Advanced Track (Lessons 121-180)

  1. Docker Fundamentals * Objective: Understand what a container is and build your first image. * Details: Deep dive into container primitives. Use unshare and nsenter to manually create and inspect kernel namespaces.

  2. Image Optimization * Objective: Build small, secure, and efficient container images. * Details: Explore advanced BuildKit features. Use --mount=type=cache. Compare image slimming techniques (distroless vs. Alpine vs. scratch).

  3. Container Networking & Storage * Objective: Connect containers and persist data. * Details: Create and inspect custom Docker network drivers. Benchmark I/O performance of different volume types.

  4. Multi-Container Apps * Objective: Define and run complex applications locally with Docker Compose. * Details: Use docker-compose override files for different environments. Template a docker-compose.yml using yq or Helm.

  5. Break-It-Friday: Debug containerized environments * Objective: Debug common issues in containerized environments. * Details: A container has a file permission error. Diagnose the UID/GID mismatch and fix it without running as root.

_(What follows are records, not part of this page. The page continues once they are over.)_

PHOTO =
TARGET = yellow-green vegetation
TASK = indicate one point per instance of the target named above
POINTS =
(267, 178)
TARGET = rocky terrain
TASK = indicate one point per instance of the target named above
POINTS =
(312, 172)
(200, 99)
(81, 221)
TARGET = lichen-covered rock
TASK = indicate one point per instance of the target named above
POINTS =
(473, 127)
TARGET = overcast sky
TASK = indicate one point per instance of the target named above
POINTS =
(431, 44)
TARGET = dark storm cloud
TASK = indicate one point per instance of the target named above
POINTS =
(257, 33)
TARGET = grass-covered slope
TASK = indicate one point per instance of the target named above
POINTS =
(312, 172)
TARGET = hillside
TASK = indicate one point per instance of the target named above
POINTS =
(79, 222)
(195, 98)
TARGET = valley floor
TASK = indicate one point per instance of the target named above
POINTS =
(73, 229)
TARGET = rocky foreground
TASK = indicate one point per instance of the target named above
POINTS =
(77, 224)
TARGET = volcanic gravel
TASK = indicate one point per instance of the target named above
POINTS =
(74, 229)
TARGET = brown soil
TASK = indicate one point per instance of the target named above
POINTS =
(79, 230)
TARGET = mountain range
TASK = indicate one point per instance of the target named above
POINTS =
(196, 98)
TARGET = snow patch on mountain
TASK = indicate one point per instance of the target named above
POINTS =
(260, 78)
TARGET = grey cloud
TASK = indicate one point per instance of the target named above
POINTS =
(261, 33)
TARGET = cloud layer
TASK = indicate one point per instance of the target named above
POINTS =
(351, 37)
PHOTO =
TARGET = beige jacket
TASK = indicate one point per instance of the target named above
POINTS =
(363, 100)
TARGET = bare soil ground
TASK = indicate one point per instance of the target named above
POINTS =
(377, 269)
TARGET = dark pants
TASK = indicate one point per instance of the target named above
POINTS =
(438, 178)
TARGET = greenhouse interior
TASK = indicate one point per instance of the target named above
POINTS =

  6. Intro to Kubernetes * Objective: Understand the purpose of Kubernetes and set up a local cluster. * Details:Bootstrap a single-node cluster from scratch using kubeadm. Inspect control plane manifests in /etc/kubernetes/manifests.

  7. Pods: The Atomic Unit * Objective: Master the fundamental building block of Kubernetes. * Details: Explore Pod QoS Classes (Guaranteed, Burstable, BestEffort). Configure static Pods.

  8. Workload Controllers: Deployments * Objective: Manage stateless applications and perform rolling updates. * Details: Trigger a deployment rollback. Write a script to automate canary analysis.

  9. Services & Networking * Objective: Expose applications within and outside the cluster. * Details: Create a Headless Service for a StatefulSet. Use nslookup from within a pod to inspect K8s DNS A and SRV records.

  10. Break-It-Friday: Debug K8s scheduling and networking * Objective: Diagnose and resolve common Kubernetes scheduling and networking problems. * Details: DNS resolution fails intermittently. Debug CoreDNS logs and configurations.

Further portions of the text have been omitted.